Le personnage porte des papillotes, a des poches sous les yeux, des dents en forme de scie et un nez crochu, rappelant les caricatures antisémites des années 1930 en Allemagne.

Un autre personnage porte un foulard avec une étoile de David et un casque sur lequel est inscrit « Mossad » (services secrets israéliens). Son visage ressemble à celui d’un cochon.

“La liberté de l’art s’arrête où commence le mépris de l’être humain.” Josef Schuster, président du Conseil central des juifs d’Allemagne.

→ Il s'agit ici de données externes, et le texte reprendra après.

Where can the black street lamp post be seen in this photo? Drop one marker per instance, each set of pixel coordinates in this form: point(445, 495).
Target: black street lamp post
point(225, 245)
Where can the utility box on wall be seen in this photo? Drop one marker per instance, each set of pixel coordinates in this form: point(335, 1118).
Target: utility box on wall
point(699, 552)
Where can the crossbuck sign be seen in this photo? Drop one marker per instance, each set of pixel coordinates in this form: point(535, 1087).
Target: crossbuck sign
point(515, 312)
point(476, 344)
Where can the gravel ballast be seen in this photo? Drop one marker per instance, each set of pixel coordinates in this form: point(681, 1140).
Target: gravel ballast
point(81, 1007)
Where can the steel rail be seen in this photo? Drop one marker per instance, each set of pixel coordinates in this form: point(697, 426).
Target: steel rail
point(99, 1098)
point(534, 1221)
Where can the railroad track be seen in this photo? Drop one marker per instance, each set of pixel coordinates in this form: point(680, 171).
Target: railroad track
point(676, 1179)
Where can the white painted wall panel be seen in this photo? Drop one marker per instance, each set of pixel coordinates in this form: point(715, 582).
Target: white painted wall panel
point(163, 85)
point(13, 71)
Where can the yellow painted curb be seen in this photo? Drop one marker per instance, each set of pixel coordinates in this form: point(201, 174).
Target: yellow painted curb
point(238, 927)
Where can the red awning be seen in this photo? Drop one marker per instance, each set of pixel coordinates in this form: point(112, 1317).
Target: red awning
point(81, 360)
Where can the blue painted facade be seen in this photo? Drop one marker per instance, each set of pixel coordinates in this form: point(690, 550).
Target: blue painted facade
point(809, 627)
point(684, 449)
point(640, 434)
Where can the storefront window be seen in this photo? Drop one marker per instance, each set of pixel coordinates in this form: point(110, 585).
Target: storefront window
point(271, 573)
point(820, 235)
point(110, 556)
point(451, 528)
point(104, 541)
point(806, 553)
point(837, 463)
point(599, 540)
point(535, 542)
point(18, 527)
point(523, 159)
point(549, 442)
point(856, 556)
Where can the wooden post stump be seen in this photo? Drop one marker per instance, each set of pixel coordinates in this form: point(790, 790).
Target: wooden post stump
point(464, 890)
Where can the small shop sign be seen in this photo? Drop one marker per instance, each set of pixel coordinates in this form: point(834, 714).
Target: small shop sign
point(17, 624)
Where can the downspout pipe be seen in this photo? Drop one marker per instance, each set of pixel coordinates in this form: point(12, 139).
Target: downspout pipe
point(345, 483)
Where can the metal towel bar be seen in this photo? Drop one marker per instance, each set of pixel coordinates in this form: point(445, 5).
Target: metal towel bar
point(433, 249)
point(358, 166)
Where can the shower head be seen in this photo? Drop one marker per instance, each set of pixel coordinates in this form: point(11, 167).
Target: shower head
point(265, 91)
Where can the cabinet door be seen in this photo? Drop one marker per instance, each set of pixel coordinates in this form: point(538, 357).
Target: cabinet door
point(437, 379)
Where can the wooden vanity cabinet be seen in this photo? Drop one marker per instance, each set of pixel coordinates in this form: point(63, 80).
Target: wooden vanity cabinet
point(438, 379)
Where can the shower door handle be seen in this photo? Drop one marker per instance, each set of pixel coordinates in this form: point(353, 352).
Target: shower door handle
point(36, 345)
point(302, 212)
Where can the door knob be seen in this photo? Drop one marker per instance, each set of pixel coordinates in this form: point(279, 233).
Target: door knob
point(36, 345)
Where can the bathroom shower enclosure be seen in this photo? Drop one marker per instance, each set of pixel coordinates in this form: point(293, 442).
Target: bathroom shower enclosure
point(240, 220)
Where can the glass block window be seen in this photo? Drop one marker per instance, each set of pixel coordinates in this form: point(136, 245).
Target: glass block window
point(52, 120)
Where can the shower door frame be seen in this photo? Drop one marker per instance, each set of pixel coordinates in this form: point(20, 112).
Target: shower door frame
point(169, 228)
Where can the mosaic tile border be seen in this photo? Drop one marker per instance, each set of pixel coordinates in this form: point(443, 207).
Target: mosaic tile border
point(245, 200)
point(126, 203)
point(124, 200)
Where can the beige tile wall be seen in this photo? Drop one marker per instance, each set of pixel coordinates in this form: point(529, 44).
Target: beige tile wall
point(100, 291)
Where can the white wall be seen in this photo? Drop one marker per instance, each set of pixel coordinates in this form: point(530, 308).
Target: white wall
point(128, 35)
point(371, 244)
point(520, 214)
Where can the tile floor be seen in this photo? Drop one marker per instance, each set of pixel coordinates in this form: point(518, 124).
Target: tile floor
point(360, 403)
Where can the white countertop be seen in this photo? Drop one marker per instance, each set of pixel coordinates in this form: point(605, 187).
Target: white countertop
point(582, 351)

« Certains objets exposés contiennent des détails qui rappellent clairement la propagande de Goebbels et de ses sbires au cours de la période la plus noire de l’Histoire allemande », a dénoncé l’ambassade d’Israël à Berlin.

Quant aux médias allemands, ils ont critiqué, pratiquement à l’unisson, les justifications du collectif indonésien Taring Padi qui a rejeté les accusations d’antisémitisme tout en regrettant avoir blessé la sensibilité de certaines personnes. […]

Le scandale est d’autant plus gênant pour le gouvernement allemand que la moitié du budget provient d’un État fédéral qui défend corps et âme l’existence d’Israël. […]

[…] [De plus] quelques mois après la fin d’une exposition peu glorieuse du musée de l’Histoire allemande (DHM) sur la genèse de la « documenta ». Alors qu’elle se voulait l’incarnation d’une Allemagne « rééduquée » et tournant la page du nazisme, cette exposition d’art contemporain, créée en 1955, a été fondée en réalité, pour près de 50 % des organisateurs, par d’anciens membres du NSDAP (parti nazi), des SA ou des SS.


Christophe Bourdoiseau. Télérama. Source (Extraits)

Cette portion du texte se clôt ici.